In most cases in human genomics you wouldn't construct a full FASTA from the individual (something you would do through a process called assembly). Instead, you would sequence the sample (producing FASTQ), align it to a FASTA reference genome (producing BAM), and call variants (producing VCF). The VCF is much smaller than the other formats, and that size differential is most of where GDC would get its performance: all in all, we're usually not that different from the reference.

The big storage problem usually ends up being storing and manipulating FASTQ and BAM files, because these are the (almost complete) original data from the sequencing run, and occasionally there's a need to keep them around:

- you may want to run a new analysis that wasn't done and so wasn't encompassed in the original VCF - you may want to know the underlying quality of the data that created a variant call. Sequencing is a stochastic process, subject to a variety of types of error. Even though VCF calls typically have an estimate of quality, in many cases there's no substitute for looking at the original underlying data. - you may have a legal or contractual obligation to maintain this data. (e.g., under CLIA regulations laboratories offering clinical sequencing may be required to store the raw data underlying a clinical result for a number of years).

So, how do you store FASTQ or BAM more compactly? BAM is already compressed -- block gzipped, to be specific -- but it still stores all the information explicitly. The obvious first step is reference-based compression (e.g., CRAM: http://www.ebi.ac.uk/ena/software/cram-toolkit), which elides sequence data that is identical to the reference genome, and actually gets rid of almost all of the storage needed to store the sequences.

Other than some easily compressible stuff, like read names, the main thing left over is the quality scores -- the sequence of numbers telling you how "high-quality" each base sequenced was. In raw form, the qscores take an equal number of bytes as the sequence reads, but once we've used reference -based compression to elide the bases, they're by far the dominant component. Unfortunately, compressing quality scores well is a difficult problem. There's been a lot of work done in this area (e.g., http://www.ncbi.nlm.nih.gov/pmc/articles/PMC3832420/), but it's by no means a solved problem.

So if you're into data compression, coming up with a better way to compress FASTQ/BAM files is still a valuable line of work.

danieltillett · on June 25, 2016

As someone who works on DNA sequencing software the dirty secret is qscores are excessively precise. They technically span the range 0 to 99, but due to limitations in being able to predict qscores (you can't really get closer than +- 5) the real range is more like (0 to 7)*10. Using better bit-packing it should be possible to compress much better.

_ihaque · on June 25, 2016

Range isn't an issue (any reasonable scheme won't assign codes to scores that never occur), but you're right that qscores are both precise but not necessarily accurate. Quantization of quality scores is a common solution (it is optional in CRAM, mentioned above). There's also recent work on better methods for doing it [1,2].

The problem is that if you have to maintain BAMs for regulatory reasons, lossy q-scores may not be sufficient for compliance, because you 1) have lost part of the original data 2) may not be able to exactly reconstruct your analysis results (unless, of course, you did the analysis on the quantized scores).

Thus, it would still be interesting to see better lossless compression methods.

[1] http://bioinformatics.oxfordjournals.org/content/early/2014/...

[2] http://web.stanford.edu/~iochoa/publishedPublications/2015_q...

danieltillett · on June 25, 2016

The qscores do occurs, just the error bars on them are quite large in practice.
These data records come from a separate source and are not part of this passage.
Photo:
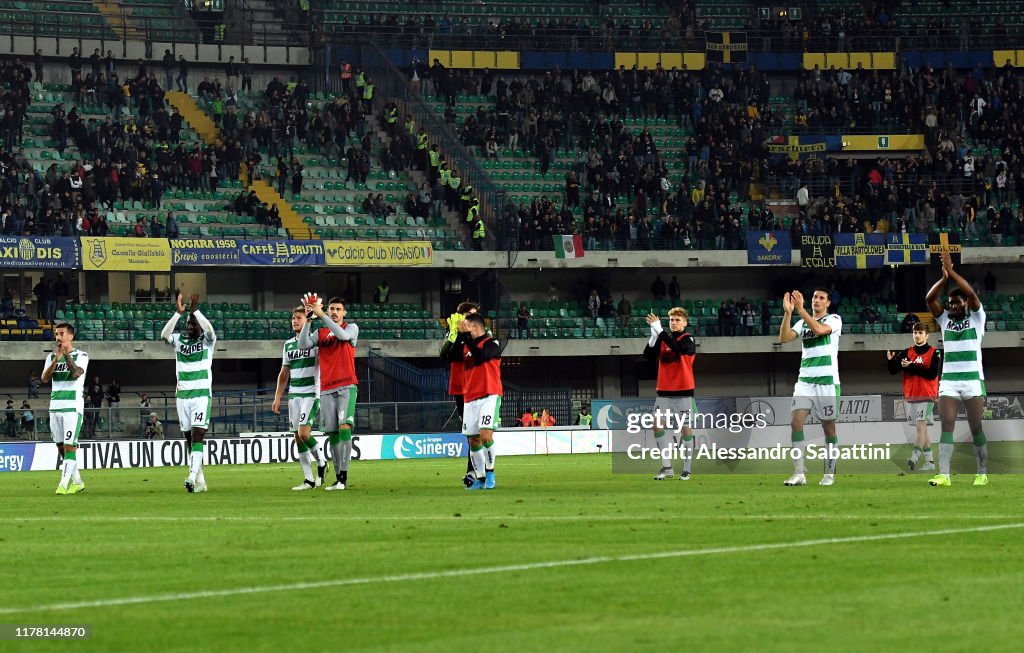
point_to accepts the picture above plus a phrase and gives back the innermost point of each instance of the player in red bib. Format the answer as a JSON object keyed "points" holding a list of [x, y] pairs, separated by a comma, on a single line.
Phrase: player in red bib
{"points": [[675, 405], [455, 355], [339, 386], [921, 365], [481, 388]]}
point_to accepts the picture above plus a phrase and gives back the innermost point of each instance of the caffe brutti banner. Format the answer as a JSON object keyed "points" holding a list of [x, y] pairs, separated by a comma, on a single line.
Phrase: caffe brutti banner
{"points": [[220, 252], [160, 255]]}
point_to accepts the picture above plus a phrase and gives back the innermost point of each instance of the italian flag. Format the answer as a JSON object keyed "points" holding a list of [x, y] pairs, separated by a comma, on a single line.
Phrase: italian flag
{"points": [[568, 247]]}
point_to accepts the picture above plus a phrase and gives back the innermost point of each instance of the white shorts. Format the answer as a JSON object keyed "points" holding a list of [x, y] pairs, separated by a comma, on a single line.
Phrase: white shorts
{"points": [[302, 411], [481, 414], [337, 407], [821, 400], [195, 414], [682, 407], [65, 427], [962, 389], [919, 411]]}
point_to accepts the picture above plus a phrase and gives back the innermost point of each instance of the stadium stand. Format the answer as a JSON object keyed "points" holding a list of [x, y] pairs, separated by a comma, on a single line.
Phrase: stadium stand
{"points": [[142, 321], [687, 151], [93, 161], [353, 172]]}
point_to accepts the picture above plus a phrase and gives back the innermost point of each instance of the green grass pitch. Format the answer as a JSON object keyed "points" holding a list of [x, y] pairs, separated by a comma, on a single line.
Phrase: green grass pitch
{"points": [[563, 556]]}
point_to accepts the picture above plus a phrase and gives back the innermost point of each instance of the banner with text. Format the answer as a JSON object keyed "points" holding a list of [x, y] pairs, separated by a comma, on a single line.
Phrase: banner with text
{"points": [[769, 248], [816, 251], [117, 254], [365, 253], [943, 242], [186, 252], [276, 253], [39, 252], [859, 251], [906, 249]]}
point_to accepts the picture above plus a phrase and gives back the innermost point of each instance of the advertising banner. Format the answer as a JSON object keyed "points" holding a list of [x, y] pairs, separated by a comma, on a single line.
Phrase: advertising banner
{"points": [[906, 249], [279, 253], [39, 252], [110, 254], [817, 251], [204, 252], [769, 248], [859, 251], [367, 253]]}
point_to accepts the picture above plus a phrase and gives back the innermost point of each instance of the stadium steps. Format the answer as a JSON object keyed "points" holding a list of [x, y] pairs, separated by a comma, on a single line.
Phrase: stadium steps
{"points": [[195, 116], [290, 219], [112, 16]]}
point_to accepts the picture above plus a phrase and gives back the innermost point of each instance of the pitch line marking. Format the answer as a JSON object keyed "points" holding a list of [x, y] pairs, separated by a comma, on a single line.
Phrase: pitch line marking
{"points": [[458, 573], [440, 518]]}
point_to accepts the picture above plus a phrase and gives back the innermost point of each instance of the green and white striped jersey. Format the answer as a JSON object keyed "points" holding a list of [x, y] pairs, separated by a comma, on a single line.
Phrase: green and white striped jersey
{"points": [[303, 371], [193, 358], [962, 342], [819, 360], [67, 393]]}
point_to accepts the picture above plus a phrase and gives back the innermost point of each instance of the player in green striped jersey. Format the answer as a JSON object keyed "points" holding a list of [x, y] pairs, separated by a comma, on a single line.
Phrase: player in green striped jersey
{"points": [[194, 393], [817, 386], [300, 375], [66, 368], [963, 380]]}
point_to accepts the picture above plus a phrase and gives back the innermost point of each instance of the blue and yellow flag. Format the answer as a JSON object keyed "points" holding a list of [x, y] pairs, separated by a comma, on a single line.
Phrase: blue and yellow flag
{"points": [[859, 251], [906, 249], [943, 242]]}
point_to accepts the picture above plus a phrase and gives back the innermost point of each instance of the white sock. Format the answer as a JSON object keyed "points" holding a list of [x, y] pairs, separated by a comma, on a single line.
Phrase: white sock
{"points": [[488, 456], [196, 464], [479, 463], [67, 471], [799, 458], [666, 445], [304, 464], [687, 452]]}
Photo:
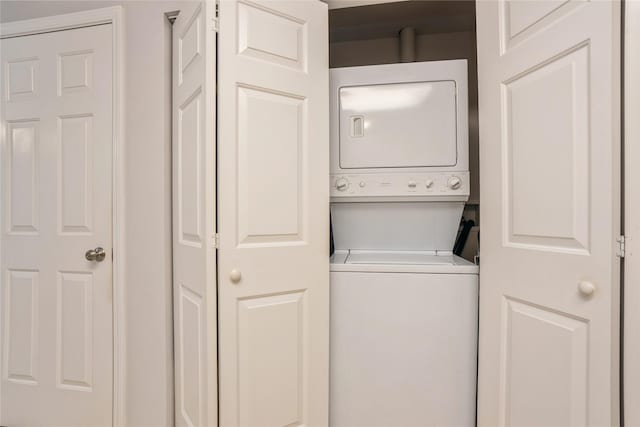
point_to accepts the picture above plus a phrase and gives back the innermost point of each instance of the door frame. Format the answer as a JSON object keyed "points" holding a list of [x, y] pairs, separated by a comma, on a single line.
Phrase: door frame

It certainly would be interesting to see if the analysis can be constructed from quantized q scores.

dekhn · on June 25, 2016

Compressing the data is fine but more important is indexing it and the metadata for lookup, if you want to do live analysis. If you're just storing for compliance, then systems like glacier are ideal because you rarely need to retrieve.

therein · on June 25, 2016

I am not surprised as there will be plenty of subsequences that repeat but that's some amazing compression ratio.